Gerak rupiah masih fluktuatif

Analis pasar uang Ibrahim Assuaibi memperkirakan rupiah akan bergerak fluktuatif cenderung melemah pada perdagangan Selasa, 21 April 2026. Mata uang rupiah akan bergerak direntang Rp17.160- Rp17.200 per USD.

Ibrahim mengatakan Selat Hormuz kembali ditutup setelah AS dan Iran sama-sama mengklaim ada pihak lain yang melanggar kesepakatan gencatan senjata. AS telah mempertahankan blokade terhadap pelabuhan-pelabuhan Iran, sementara Iran telah mencabut dan memberlakukan kembali blokade Selat Hormuz.

Ibrahim menyebut sebagian pasar kini diselimuti kekhawatiran setelah harga minyak melonjak hingga tujuh persen. Selain itu, lanjut dia, ketegangan baru ini juga membuat ekspektasi penurunan suku bunga AS tahun ini telah bergeser secara signifikan ke arah sikap lebih tinggi untuk jangka waktu lebih lama.

"Sebagai akibat dari inflasi yang masih tinggi akibat tingginya harga energi dan ketidakstabilan geopolitik di Timur Tengah," ungkapnya.

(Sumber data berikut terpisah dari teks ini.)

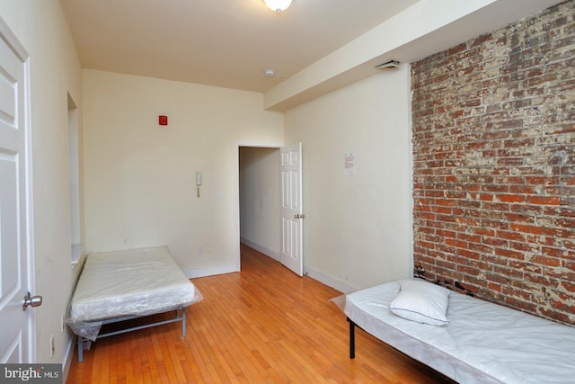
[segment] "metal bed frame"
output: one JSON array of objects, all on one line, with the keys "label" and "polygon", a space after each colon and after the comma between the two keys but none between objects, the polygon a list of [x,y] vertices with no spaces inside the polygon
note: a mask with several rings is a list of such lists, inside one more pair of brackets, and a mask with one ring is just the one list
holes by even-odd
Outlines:
[{"label": "metal bed frame", "polygon": [[[174,317],[168,320],[161,320],[161,321],[145,324],[143,326],[132,326],[128,328],[119,329],[118,331],[107,332],[105,334],[98,335],[98,336],[96,336],[96,340],[103,337],[113,336],[115,335],[126,334],[131,331],[137,331],[139,329],[146,329],[146,328],[150,328],[152,326],[163,326],[164,324],[175,323],[178,321],[181,322],[181,337],[186,337],[186,308],[185,307],[181,307],[181,308],[165,311],[165,312],[157,312],[154,314],[148,314],[146,316],[125,316],[121,317],[114,317],[114,318],[109,318],[109,319],[98,320],[98,321],[102,321],[102,325],[104,326],[106,324],[119,323],[121,321],[132,320],[134,318],[147,317],[150,316],[159,315],[162,313],[168,313],[168,312],[173,312]],[[88,339],[78,335],[78,362],[82,362],[82,361],[84,360],[84,343],[88,343],[88,342],[89,342]]]}]

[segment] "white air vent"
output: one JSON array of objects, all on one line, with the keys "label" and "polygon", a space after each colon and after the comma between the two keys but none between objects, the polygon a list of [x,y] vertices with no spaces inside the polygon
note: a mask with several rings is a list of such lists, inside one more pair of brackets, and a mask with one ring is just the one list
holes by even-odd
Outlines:
[{"label": "white air vent", "polygon": [[389,60],[384,64],[376,66],[375,68],[376,69],[395,69],[395,68],[399,68],[399,64],[400,63],[397,60]]}]

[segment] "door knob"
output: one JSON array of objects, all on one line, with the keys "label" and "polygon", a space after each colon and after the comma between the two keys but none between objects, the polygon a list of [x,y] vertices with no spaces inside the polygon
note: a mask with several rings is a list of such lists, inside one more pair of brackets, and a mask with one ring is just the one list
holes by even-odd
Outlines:
[{"label": "door knob", "polygon": [[24,303],[22,305],[22,309],[26,310],[29,306],[39,307],[42,305],[41,296],[30,296],[30,292],[24,296]]}]

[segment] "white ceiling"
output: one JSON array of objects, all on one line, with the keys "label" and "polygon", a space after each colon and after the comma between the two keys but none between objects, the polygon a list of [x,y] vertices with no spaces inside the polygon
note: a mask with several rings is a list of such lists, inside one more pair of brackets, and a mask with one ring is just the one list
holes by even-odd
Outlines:
[{"label": "white ceiling", "polygon": [[294,0],[277,13],[262,0],[60,1],[83,67],[261,92],[275,111],[562,2]]},{"label": "white ceiling", "polygon": [[61,3],[84,67],[264,92],[417,0]]}]

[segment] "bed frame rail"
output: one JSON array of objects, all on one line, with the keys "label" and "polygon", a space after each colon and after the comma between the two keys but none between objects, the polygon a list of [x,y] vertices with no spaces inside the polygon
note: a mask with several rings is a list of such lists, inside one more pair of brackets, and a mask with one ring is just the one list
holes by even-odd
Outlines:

Dari dalam negeri, penguatan rupiah berbarengan dengan peringatan dari International Monetary Fund (IMF) agar pemerintah tidak belanja berlebihan di tengah ketidakpastian akibat konflik di Timur Tengah. Peringatan itu muncul sejalan dengan adanya risiko resesi jika perang terus berlanjut dan menekan harga bahan bakar minyak.

"IMF pun melihat tidak adanya solusi yang jelas untuk mengatasi permasalahan ini. Penutupan Selat Hormuz dan kerusakan serius pada fasilitas energi penting di Timur Tengah meningkatkan prospek krisis energi besar, jika solusi jangka panjang tidak segera ditemukan," kata dia.